Claire McCaskill, a Democrat from Missouri and an outspoken backer of Obama early in the presidential campaign, said she was thrilled to hear the GOP had glommed on to her proposal.
"I think that's a terrific idea," she said. "I think if we tried to do massive cutting now, we could be dangerously close to a much more serious recession. But capping growth is exactly what we should be doing." McCaskill's measure would cap the growth of domestic spending at one percent.
The GOP's fiscal renaissance notwithstanding, the majority party's representatives on the Appropriations Committee have little passion for spending freezes, which deprive them of the power they waited around the Senate all those years to obtain. The Democrats' 17-12 margin on the committee -- McCaskill is not a member -- makes it unlikely the Republicans will prevail there.

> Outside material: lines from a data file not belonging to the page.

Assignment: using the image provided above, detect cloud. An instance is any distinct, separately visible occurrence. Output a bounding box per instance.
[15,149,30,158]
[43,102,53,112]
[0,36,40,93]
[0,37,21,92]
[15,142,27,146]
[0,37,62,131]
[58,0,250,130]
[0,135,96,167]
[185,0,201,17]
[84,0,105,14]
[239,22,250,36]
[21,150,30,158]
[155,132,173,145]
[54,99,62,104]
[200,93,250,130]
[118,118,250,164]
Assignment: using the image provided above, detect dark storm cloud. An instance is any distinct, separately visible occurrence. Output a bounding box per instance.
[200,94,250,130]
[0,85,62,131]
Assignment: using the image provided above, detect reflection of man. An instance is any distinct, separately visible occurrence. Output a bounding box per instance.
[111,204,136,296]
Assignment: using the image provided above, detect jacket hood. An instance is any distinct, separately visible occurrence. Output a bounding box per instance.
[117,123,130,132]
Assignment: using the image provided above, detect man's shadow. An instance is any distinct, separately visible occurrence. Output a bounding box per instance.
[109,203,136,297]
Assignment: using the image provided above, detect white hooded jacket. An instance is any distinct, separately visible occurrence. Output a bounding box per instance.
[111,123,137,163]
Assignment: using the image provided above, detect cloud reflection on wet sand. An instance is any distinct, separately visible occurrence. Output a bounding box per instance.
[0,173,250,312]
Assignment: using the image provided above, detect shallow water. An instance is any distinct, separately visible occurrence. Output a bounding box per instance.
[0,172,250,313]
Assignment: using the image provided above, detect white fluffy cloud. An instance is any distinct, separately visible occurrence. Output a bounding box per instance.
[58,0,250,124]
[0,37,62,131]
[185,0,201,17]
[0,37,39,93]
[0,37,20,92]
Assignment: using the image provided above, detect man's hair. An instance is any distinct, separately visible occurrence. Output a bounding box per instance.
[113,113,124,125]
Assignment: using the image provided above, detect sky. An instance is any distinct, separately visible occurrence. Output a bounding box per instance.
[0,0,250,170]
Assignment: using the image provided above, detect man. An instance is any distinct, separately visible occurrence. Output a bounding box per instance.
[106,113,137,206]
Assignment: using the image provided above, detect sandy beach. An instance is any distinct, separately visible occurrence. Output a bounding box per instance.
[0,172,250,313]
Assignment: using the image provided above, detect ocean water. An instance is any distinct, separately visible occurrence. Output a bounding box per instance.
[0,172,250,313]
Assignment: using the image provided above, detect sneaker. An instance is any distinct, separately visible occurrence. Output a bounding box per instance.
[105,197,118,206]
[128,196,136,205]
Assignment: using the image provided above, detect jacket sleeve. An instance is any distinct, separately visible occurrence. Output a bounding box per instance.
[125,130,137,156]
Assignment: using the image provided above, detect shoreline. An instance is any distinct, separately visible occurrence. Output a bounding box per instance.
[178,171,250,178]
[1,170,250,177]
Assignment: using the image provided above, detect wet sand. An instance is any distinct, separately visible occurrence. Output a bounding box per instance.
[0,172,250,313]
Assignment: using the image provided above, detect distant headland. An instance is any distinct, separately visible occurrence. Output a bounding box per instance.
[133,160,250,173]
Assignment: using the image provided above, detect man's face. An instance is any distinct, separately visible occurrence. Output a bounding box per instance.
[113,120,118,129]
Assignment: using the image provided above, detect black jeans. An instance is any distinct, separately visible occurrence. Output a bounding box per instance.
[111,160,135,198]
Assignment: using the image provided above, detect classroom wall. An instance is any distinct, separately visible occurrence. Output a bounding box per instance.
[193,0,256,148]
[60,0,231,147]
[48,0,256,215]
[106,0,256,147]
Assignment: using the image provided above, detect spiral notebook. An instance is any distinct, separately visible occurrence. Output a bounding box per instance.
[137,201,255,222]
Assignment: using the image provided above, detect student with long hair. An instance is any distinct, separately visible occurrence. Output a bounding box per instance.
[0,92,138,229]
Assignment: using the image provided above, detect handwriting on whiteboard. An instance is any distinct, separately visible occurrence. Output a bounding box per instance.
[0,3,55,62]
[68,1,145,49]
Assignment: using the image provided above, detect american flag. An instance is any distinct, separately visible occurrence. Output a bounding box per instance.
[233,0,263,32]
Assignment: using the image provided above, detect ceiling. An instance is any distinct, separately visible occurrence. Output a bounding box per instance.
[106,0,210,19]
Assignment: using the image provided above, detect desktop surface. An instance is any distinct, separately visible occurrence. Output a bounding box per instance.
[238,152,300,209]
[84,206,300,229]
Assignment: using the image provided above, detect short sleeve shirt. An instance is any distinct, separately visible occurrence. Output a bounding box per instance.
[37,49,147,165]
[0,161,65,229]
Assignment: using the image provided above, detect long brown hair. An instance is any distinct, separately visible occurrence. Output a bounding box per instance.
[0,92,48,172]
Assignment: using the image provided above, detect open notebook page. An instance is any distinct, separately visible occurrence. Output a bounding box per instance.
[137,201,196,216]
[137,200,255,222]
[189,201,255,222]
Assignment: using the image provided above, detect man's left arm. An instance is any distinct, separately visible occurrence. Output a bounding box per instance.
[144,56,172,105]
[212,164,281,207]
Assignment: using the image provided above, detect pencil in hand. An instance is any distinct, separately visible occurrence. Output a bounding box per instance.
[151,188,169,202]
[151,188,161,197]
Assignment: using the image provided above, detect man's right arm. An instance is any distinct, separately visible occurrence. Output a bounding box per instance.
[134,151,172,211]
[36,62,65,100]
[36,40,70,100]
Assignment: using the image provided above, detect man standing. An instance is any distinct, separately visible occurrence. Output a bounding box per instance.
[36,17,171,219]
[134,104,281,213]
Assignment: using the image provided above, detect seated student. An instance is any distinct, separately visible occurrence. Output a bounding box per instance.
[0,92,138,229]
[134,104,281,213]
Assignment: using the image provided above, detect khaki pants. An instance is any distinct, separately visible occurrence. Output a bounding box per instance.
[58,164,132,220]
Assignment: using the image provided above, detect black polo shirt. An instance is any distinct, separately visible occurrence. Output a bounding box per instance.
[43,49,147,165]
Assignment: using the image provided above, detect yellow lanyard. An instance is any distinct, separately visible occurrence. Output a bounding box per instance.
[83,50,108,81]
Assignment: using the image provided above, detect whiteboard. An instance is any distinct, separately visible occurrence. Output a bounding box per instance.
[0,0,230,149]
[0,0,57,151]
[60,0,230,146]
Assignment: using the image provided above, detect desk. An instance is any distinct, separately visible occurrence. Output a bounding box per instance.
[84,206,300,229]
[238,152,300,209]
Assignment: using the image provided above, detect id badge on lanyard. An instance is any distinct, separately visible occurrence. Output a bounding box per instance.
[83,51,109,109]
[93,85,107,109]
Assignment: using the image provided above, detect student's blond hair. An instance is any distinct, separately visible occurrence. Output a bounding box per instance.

A floor fight is a different question. The McCaskill-Sessions amendment has gotten as many as 59 votes this year. The last time it came to the floor, McCaskill noted, Sen. Bob Casey (D-Pa.) voted for it for the first time. "We're two votes away," she said. "Jeff and I talk about it all the time. I think we're going to keep strategizing ways to get it to the floor."
Economists have been urging the Congress to expand funding for job creation and unemployment benefits, waring of a double-dip recession. McCaskill, however, said her measure would not set back the recovery. "I think it sends the right signals to the international markets. I think it sends the right signals to our market and I think it's the right thing to do in term of economics," she said.
Interest on U.S. debt is near historic lows, however, undermining the notion that the foreign investors are worried about the ability of the U.S. to pay its debts, HuffPost noted to McCaskill. "Well, I'm more worried about people in Missouri being nervous about the national debt than I am [worried about foreign investors]. But I think clearly what has gone on in the international market is people understand that debt is the enemy of economic growth," she said.
McCaskill's proposal would freeze spending at a one-percent growth rate over the next three years. Obama has proposed a similar freeze and his administration has been highlighting the deficit in the wake of the run on Greek debt -- a posture that has harmed efforts to get spending through Congress by creating a climate of fear around the debt. More than 40 days ago, Congress allowed extended unemployment benefits to lapse; more than two million people have been cut off.
McCaskill said she counts as many as 17 Democrats who are backing the Sessions-McCaskill freeze. "There is significant support for it in the Democratic caucus," she said.